1 Commenting on the introduction of carrier sanctions in the UK, then Home Office Minister Douglas Hurd stated that: “The immediate spur to this proposal has been the arrival of over 800 people claiming asylum in the three months up to the end of February” (H.C. Hansard, Vol. 122, col. 705).

2 The 1820 US Act Regulating Passenger Lists (s. 4) required all captains of US-bound vessels to keep lists of their passengers. The duty of steamship owners to return non-admitted migrants at their own costs was enshrined in the 1902 Passengers Act.

3 The Australian 1958 Migration Act establishes in ss. 217 and 218 the obligation of owners of vessels to cooperate in the deportation of non-admitted foreigners. However, in most cases, the cost of this procedure is to be borne by the deportee himself (s. 210).

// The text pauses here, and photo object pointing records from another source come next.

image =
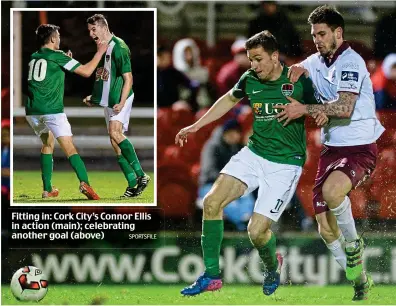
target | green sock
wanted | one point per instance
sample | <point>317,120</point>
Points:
<point>127,170</point>
<point>129,153</point>
<point>47,164</point>
<point>268,254</point>
<point>79,167</point>
<point>212,236</point>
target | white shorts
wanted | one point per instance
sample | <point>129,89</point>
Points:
<point>56,123</point>
<point>277,183</point>
<point>122,116</point>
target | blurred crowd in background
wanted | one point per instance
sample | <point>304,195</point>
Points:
<point>191,75</point>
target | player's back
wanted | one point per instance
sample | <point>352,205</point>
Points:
<point>270,139</point>
<point>348,73</point>
<point>46,79</point>
<point>109,80</point>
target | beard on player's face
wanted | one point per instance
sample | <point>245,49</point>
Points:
<point>329,48</point>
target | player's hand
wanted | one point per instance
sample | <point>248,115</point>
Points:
<point>320,119</point>
<point>102,47</point>
<point>295,71</point>
<point>117,108</point>
<point>87,101</point>
<point>181,137</point>
<point>290,111</point>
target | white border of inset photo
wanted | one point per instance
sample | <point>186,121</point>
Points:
<point>136,112</point>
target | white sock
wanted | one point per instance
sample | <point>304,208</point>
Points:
<point>337,249</point>
<point>345,221</point>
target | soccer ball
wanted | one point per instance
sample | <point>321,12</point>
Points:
<point>29,284</point>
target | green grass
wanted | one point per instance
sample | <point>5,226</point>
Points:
<point>230,294</point>
<point>109,185</point>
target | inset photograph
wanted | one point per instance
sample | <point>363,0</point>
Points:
<point>83,104</point>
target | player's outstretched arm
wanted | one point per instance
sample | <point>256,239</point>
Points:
<point>87,69</point>
<point>126,88</point>
<point>221,107</point>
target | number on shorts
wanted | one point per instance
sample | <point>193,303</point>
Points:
<point>37,70</point>
<point>277,206</point>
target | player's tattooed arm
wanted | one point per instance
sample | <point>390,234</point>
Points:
<point>342,108</point>
<point>233,99</point>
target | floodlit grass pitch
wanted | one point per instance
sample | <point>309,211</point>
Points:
<point>229,294</point>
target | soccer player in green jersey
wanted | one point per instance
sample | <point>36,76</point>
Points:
<point>272,161</point>
<point>44,106</point>
<point>113,91</point>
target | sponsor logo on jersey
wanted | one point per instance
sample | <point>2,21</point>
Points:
<point>258,108</point>
<point>287,89</point>
<point>102,74</point>
<point>256,91</point>
<point>349,76</point>
<point>350,65</point>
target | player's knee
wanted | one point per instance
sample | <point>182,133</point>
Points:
<point>325,232</point>
<point>332,192</point>
<point>211,205</point>
<point>257,232</point>
<point>115,135</point>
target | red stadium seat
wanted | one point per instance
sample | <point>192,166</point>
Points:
<point>359,203</point>
<point>388,201</point>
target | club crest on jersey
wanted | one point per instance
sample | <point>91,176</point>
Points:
<point>258,108</point>
<point>287,89</point>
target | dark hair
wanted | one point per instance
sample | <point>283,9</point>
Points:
<point>44,32</point>
<point>99,19</point>
<point>263,39</point>
<point>328,15</point>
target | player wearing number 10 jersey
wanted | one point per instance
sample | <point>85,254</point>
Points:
<point>44,106</point>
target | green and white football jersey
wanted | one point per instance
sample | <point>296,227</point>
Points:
<point>46,81</point>
<point>108,77</point>
<point>270,140</point>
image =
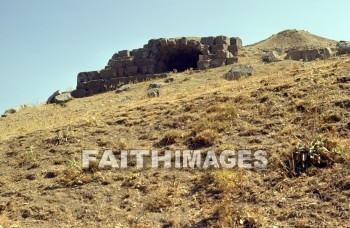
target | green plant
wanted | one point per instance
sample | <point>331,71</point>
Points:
<point>319,153</point>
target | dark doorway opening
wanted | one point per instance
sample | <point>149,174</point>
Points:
<point>179,57</point>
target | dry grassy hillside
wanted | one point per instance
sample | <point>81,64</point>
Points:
<point>282,104</point>
<point>288,39</point>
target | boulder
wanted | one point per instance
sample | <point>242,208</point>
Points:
<point>236,41</point>
<point>13,110</point>
<point>203,64</point>
<point>232,60</point>
<point>238,71</point>
<point>343,47</point>
<point>155,92</point>
<point>124,53</point>
<point>123,88</point>
<point>78,93</point>
<point>155,85</point>
<point>271,56</point>
<point>168,80</point>
<point>51,99</point>
<point>63,98</point>
<point>222,40</point>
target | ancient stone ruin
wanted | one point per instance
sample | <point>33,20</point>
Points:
<point>158,57</point>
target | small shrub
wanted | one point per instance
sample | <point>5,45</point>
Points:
<point>319,153</point>
<point>204,139</point>
<point>170,137</point>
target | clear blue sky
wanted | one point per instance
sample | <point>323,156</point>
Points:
<point>44,44</point>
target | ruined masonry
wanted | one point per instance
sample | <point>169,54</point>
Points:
<point>157,57</point>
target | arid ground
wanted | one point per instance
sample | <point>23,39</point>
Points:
<point>283,105</point>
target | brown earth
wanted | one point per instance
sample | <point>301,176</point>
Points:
<point>282,104</point>
<point>293,38</point>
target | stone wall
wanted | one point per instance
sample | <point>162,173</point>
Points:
<point>156,57</point>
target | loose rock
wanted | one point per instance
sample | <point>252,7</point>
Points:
<point>238,71</point>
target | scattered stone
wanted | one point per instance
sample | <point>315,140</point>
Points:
<point>168,80</point>
<point>343,47</point>
<point>238,71</point>
<point>63,98</point>
<point>13,110</point>
<point>309,54</point>
<point>51,99</point>
<point>155,85</point>
<point>78,93</point>
<point>157,57</point>
<point>123,88</point>
<point>155,92</point>
<point>271,56</point>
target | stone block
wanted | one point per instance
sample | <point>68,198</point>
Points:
<point>150,69</point>
<point>131,70</point>
<point>205,57</point>
<point>217,62</point>
<point>145,62</point>
<point>231,60</point>
<point>233,49</point>
<point>203,64</point>
<point>124,54</point>
<point>222,40</point>
<point>236,41</point>
<point>107,73</point>
<point>207,40</point>
<point>223,54</point>
<point>121,72</point>
<point>78,93</point>
<point>128,62</point>
<point>218,47</point>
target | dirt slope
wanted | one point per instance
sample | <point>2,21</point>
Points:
<point>293,38</point>
<point>42,183</point>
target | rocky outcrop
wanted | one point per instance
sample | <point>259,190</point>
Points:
<point>238,71</point>
<point>309,54</point>
<point>13,110</point>
<point>59,97</point>
<point>63,98</point>
<point>343,47</point>
<point>156,57</point>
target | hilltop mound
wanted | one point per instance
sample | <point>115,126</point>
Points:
<point>288,39</point>
<point>280,105</point>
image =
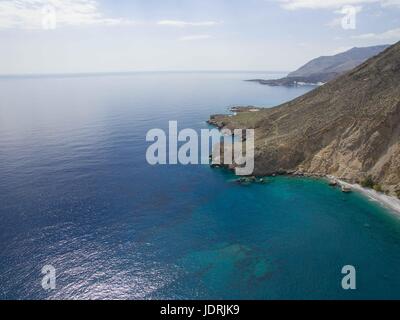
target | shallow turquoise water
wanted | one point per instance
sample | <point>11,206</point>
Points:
<point>76,192</point>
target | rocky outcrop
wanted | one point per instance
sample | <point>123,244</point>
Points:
<point>348,128</point>
<point>326,68</point>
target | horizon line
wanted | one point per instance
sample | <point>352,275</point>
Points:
<point>111,73</point>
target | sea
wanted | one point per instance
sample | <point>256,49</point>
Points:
<point>77,195</point>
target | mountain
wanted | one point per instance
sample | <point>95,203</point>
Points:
<point>348,128</point>
<point>326,68</point>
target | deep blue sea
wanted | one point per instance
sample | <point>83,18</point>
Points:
<point>77,193</point>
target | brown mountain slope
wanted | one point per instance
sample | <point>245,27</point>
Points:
<point>349,128</point>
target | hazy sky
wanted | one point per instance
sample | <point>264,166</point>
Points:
<point>67,36</point>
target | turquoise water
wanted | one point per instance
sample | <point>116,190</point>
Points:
<point>76,192</point>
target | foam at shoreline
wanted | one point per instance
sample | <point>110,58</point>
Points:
<point>389,202</point>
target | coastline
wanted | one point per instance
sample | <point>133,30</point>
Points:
<point>389,202</point>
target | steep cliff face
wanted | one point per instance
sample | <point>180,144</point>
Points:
<point>349,127</point>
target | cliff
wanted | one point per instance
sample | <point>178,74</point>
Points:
<point>349,128</point>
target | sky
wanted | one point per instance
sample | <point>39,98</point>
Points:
<point>84,36</point>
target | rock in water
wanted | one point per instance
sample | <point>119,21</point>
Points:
<point>348,128</point>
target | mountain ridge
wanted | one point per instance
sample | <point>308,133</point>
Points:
<point>326,68</point>
<point>348,128</point>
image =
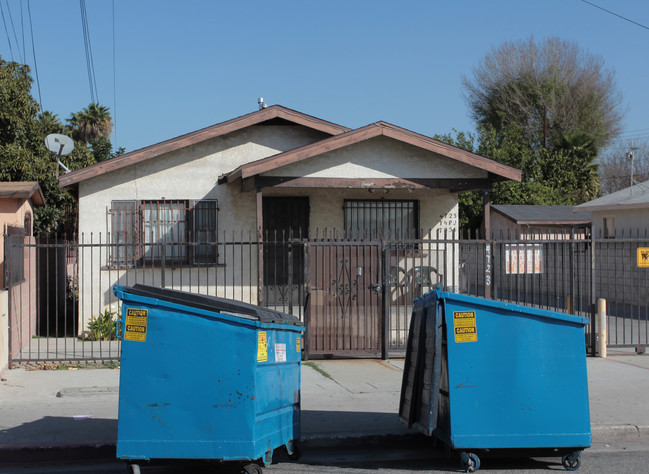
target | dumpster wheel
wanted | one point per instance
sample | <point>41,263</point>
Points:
<point>572,461</point>
<point>470,462</point>
<point>133,468</point>
<point>252,468</point>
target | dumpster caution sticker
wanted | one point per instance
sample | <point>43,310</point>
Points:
<point>465,327</point>
<point>262,346</point>
<point>643,257</point>
<point>136,323</point>
<point>280,352</point>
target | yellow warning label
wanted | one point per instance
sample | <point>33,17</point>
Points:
<point>262,347</point>
<point>465,327</point>
<point>643,257</point>
<point>136,324</point>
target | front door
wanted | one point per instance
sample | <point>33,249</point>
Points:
<point>345,298</point>
<point>286,223</point>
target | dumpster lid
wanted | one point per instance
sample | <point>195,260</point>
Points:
<point>212,303</point>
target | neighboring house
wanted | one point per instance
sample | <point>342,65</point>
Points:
<point>538,222</point>
<point>266,172</point>
<point>624,213</point>
<point>17,203</point>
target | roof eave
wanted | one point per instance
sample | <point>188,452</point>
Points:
<point>213,131</point>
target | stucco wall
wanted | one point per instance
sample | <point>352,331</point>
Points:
<point>12,213</point>
<point>380,157</point>
<point>4,330</point>
<point>192,174</point>
<point>628,222</point>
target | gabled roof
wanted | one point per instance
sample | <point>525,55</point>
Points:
<point>634,197</point>
<point>264,115</point>
<point>22,190</point>
<point>365,133</point>
<point>542,215</point>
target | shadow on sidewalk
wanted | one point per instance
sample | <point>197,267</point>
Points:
<point>59,432</point>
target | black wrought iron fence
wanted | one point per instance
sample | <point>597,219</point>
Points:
<point>355,296</point>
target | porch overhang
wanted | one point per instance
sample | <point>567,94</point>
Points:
<point>256,175</point>
<point>293,182</point>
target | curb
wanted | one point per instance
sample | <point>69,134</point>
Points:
<point>15,454</point>
<point>20,453</point>
<point>606,433</point>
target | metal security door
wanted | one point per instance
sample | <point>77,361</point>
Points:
<point>345,301</point>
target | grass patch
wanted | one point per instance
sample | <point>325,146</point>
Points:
<point>107,364</point>
<point>318,369</point>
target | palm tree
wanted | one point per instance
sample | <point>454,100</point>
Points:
<point>50,122</point>
<point>92,123</point>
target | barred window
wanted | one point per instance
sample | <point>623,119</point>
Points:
<point>381,219</point>
<point>173,231</point>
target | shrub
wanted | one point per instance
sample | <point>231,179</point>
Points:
<point>102,327</point>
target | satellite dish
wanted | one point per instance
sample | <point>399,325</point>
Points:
<point>61,145</point>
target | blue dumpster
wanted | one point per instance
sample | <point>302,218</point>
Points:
<point>205,378</point>
<point>488,375</point>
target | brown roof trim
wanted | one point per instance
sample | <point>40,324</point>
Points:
<point>365,133</point>
<point>198,136</point>
<point>22,190</point>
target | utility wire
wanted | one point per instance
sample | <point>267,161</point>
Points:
<point>13,29</point>
<point>114,84</point>
<point>31,29</point>
<point>22,28</point>
<point>11,51</point>
<point>615,14</point>
<point>92,80</point>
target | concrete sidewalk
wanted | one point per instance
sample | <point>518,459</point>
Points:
<point>73,410</point>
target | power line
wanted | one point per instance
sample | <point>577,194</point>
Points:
<point>615,14</point>
<point>13,29</point>
<point>114,84</point>
<point>92,80</point>
<point>31,29</point>
<point>2,10</point>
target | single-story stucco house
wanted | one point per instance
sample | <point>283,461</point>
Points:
<point>511,221</point>
<point>17,203</point>
<point>271,174</point>
<point>624,213</point>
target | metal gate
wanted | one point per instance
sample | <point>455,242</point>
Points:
<point>345,304</point>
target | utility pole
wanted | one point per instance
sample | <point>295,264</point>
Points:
<point>631,156</point>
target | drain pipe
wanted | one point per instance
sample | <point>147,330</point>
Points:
<point>601,318</point>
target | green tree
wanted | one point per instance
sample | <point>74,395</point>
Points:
<point>23,155</point>
<point>616,165</point>
<point>567,175</point>
<point>91,123</point>
<point>548,89</point>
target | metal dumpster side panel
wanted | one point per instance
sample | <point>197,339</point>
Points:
<point>521,384</point>
<point>277,405</point>
<point>194,388</point>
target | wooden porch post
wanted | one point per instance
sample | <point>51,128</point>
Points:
<point>260,246</point>
<point>486,223</point>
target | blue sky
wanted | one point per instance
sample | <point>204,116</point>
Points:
<point>183,65</point>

An amendment, effective as of 1 November 1979 (s. 229), introduces outright fines for carriers found guilty of having carried non-admitted foreigners, though extenuating circumstances shall be considered, especially if the owner or person in charge of the vessel can demonstrate that s/he acted in good faith and was presented with documents that appeared to be valid at the point of embarkation.

4 “[o]perators shall take precautions […] that passengers are in possession of the documents prescribed by the States of transit and destination for control purposes. […] Contracting State and operators shall cooperate […] in establishing the validity and authenticity of passports and visas that are presented by embarking passengers” (Arts. 3.39 and 3.40).

5 The Italian quota system is deliberately used as a foreign policy tool to reward or punish non-EU countries for migration control efforts, including not only accepting deportees, but also active measures to detain transit migration from sub-Saharan Africa and South Asia. Albania, Tunisia, Romania and Morocco were thus rewarded and in the case of the latter punished for efforts at arresting trans-Mediterranean immigration (interview IT-GOV-1). In return, these “privileged countries” (paesi privelegati) were granted in 2000 annual quotas of 6000 labor migrants each, including one category for individuals seeking “insertion into the labor market”. That same year, the annual quota for non-EU labor migrants was set at 45,000. Egypt, Moldova, Nigeria and Sri Lanka have been added since. Cooperation with third countries has proceeded apace; bilateral training programs with Libya and the Maghreb countries entail the joint establishment of job training programs with considerable input from Italian companies who are subsequently free to recruit the graduates.